Adopted from microeconomics, linear programming became popular beginning in the 1970’s in response to the critique that Optimal Foraging models which only use energy as the currency are too limited. This critique charges that other nutrients (e.g. vitamins, protein, fats, etc.) and/or the nonfood benefits of a particular resource (e.g. as a source of raw materials) may outweigh the importance of calories. In linear programming, each currency variable is assigned its own linear equation based on the set of constraints, and the point at the equations intercept is the most optimal solution for satisfying all dietary and non-dietary requirements. (For clarification, including a hypothetical example of linear programming, see Kelly 1995:73-78.)

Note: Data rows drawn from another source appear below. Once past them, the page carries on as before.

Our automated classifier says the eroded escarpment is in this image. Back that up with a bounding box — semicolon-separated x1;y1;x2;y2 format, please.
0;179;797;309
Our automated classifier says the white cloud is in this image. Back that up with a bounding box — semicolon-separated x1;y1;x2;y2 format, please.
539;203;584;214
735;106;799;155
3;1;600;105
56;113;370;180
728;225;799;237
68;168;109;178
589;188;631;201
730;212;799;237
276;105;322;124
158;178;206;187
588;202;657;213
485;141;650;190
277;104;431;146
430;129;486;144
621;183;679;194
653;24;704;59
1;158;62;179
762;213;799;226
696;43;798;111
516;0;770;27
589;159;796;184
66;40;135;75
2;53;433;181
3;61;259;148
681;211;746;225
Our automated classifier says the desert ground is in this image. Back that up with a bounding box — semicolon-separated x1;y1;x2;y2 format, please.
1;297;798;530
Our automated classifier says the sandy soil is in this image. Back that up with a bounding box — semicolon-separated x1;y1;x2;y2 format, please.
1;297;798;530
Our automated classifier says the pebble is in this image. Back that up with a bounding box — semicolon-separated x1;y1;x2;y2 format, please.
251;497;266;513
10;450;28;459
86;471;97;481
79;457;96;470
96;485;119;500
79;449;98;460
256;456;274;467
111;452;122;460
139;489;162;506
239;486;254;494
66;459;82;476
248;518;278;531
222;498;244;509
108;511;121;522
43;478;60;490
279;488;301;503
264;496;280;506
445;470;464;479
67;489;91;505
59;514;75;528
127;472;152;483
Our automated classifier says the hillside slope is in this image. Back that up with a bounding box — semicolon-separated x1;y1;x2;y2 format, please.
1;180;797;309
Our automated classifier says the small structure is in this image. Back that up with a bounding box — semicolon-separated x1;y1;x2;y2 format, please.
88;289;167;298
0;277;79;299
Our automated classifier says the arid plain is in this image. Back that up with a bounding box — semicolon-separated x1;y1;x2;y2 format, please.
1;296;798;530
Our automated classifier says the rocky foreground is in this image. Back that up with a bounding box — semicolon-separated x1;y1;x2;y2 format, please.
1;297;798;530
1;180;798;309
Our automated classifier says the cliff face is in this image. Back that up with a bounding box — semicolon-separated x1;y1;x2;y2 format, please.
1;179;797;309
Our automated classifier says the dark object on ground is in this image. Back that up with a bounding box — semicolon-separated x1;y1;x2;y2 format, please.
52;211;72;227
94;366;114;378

Unfortunately, linear programming is not without its shortfalls. Primarily, models require accurate information regarding resource attributes (including the length of time necessary for manufacturing tools, processing, etc.) and human nutrition (including daily requirements, digestion rate, etc.). Even slight shifts in a model’s parameters can considerably alter its predictions (Belovsky 1987).
Thus, linear programming has limited application for archaeology. Although information regarding such parameters can be collected ethnographically, it is nearly impossible to make accurate assessments for prehistoric foragers based on the archaeological record. One cannot assume that environmental conditions or speed in processing food resources or in tool manufacture have remained equal through time. Although, Sheehan (2004) is optimistic in regards to future applications of linear programming. Paleoethnobotanical studies have the potential to reveal prehistoric environmental and climatic conditions. As such studies continue to become more common and refined, the potential to reconstruct prehistoric landscapes and more accurately apply linear programming models will expand as well.